Many considered George Owen Barnes (1827-1908), a native of Paintsville, Kentucky, one of America’s premier evangelists of the late-nineteenth century. His message was strictly non-denominational and was targeted to a more charismatic audience that believed in faith healing. His father, a Presbyterian minister for fifty years, made sure George received a good education: Centre College and Princeton University. Prior to beginning a church ministry, Barnes and his wife served as Presbyterian missionaries to India for seven years. Afterwards he held pastorates in Danville and Chicago. In February 1882 Barnes and his equally talented wife, Marie, visited Bowling Green for a protracted meeting.

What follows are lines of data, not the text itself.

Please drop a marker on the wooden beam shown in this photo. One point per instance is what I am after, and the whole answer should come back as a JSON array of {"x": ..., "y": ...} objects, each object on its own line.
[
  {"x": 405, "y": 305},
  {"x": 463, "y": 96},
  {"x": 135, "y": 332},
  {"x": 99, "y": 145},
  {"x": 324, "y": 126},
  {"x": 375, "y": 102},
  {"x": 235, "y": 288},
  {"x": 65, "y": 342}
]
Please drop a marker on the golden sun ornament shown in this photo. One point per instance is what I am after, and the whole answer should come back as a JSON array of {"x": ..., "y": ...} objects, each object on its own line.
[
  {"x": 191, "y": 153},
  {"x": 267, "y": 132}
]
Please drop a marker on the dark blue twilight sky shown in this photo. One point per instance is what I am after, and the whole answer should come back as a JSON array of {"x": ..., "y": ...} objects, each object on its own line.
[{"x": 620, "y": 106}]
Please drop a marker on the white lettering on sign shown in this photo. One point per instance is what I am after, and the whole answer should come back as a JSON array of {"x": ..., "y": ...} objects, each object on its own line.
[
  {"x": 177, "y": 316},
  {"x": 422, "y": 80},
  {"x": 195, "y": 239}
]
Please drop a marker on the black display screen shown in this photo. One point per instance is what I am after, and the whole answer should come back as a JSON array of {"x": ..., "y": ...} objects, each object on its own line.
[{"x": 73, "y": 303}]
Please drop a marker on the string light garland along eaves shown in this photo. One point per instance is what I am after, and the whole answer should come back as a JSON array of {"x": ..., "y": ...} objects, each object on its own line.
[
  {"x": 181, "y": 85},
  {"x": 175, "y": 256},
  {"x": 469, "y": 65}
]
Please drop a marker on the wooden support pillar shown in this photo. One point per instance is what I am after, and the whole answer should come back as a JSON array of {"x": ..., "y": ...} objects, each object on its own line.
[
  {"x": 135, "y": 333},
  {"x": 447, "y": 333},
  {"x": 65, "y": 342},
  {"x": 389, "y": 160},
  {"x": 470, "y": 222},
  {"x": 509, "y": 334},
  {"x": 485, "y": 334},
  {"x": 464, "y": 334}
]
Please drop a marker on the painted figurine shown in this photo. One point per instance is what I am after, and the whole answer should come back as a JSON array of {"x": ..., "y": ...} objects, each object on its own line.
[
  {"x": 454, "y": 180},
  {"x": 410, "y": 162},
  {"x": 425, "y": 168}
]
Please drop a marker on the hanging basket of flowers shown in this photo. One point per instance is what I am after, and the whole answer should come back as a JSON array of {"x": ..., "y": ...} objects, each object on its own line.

Reverend Barnes’s name came up recently, when Library Special Collections was allowed to copy a small collection of items removed from a family Bible. The items included a long clipping from an unnamed Louisville newspaper dated February 21, 1882. The main title was “About Barnes” but the clipping boasted a number of odd subtitles, i.e. “Pen and Ink Drawings of Two Persons Who Draw Better Than the Siamese Twins” and “Their Wonderful Seven Weeks’ Work in a City Full of Sinners.” This was all fine, until we discovered from the last subtitle “A Bowling Green Preacher’s Welcome” that the “city full of sinners” was Bowling Green, Kentucky.

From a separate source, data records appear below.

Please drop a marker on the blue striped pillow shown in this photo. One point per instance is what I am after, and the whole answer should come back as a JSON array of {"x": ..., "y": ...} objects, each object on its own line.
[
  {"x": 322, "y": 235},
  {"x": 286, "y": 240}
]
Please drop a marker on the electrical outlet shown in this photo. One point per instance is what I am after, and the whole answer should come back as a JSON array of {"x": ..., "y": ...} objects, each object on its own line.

The lengthy article is almost exclusively biographical and a large portion of it is missing. Fortunately Library Special Collections owns Barnes’ massive published journal titled Without Scrip or Purse, or The Mountain Evangelist, George O. Barnes: This History of a Consecrated Life, the Record of Its Silent Thoughts, and a Book of Its Public Utterances. In it we learn about the protracted meeting Barnes held in our fair city. The Bowling Green entries begin with the overall numbers from the meetings: “771 for the soul and 421 for the body”—referring to 771 “saved” souls during the meeting and 421 healed bodies. The report notes that the downtown Methodist Church hosted the first service on 21 February with about 150 present. The size of the crowd warranted moving it to the larger Baptist Church the following day. Six local ministers attended and endorsed the meetings. The following day while taking a hike to the boat landing, Barnes noted regrettably that the city had “twenty-five licensed saloons…a fearful array against our Lord.”

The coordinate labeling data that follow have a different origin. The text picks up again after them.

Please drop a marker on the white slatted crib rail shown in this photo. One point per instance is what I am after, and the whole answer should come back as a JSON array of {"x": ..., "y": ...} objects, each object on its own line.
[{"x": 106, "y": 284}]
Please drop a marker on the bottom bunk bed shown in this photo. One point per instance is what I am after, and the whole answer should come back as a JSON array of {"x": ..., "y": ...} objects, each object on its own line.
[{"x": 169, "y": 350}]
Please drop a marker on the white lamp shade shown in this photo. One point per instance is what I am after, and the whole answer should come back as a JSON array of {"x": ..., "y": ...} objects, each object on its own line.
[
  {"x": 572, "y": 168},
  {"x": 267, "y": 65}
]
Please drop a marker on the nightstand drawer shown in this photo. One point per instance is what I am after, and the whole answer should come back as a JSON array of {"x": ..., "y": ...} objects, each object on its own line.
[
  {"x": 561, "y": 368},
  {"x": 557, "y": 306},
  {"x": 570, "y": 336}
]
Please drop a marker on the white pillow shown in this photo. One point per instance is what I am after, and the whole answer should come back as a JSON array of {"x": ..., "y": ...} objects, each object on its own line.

By the weekend, numbers swelled and organizers moved the meetings to Odeon Hall (the Opera House). On one day alone, February 26, 115 people were “saved.” Despite the soul and body cures, Barnes tried to remain humble. “I want my faith,” he opined, “to rest on the Word of the Lord, and not on success. That only a cup of refreshment.” Throughout the period Barnes worked in town, he took prolonged walks visiting the sick of soul and body. He often frequented the homes of African Americans. It was clear that his meetings were ecumenical and that he did not tolerate racial prejudice.
As he left Bowling Green on March 8, Barnes noted in his journal: “Left Bowling Green…rain pouring and almost a hurricane raging. Satan seemed, in spite, to be blowing us out of his stronghold, where in seventeen short days our Jesus had struck him so many deadly blows.”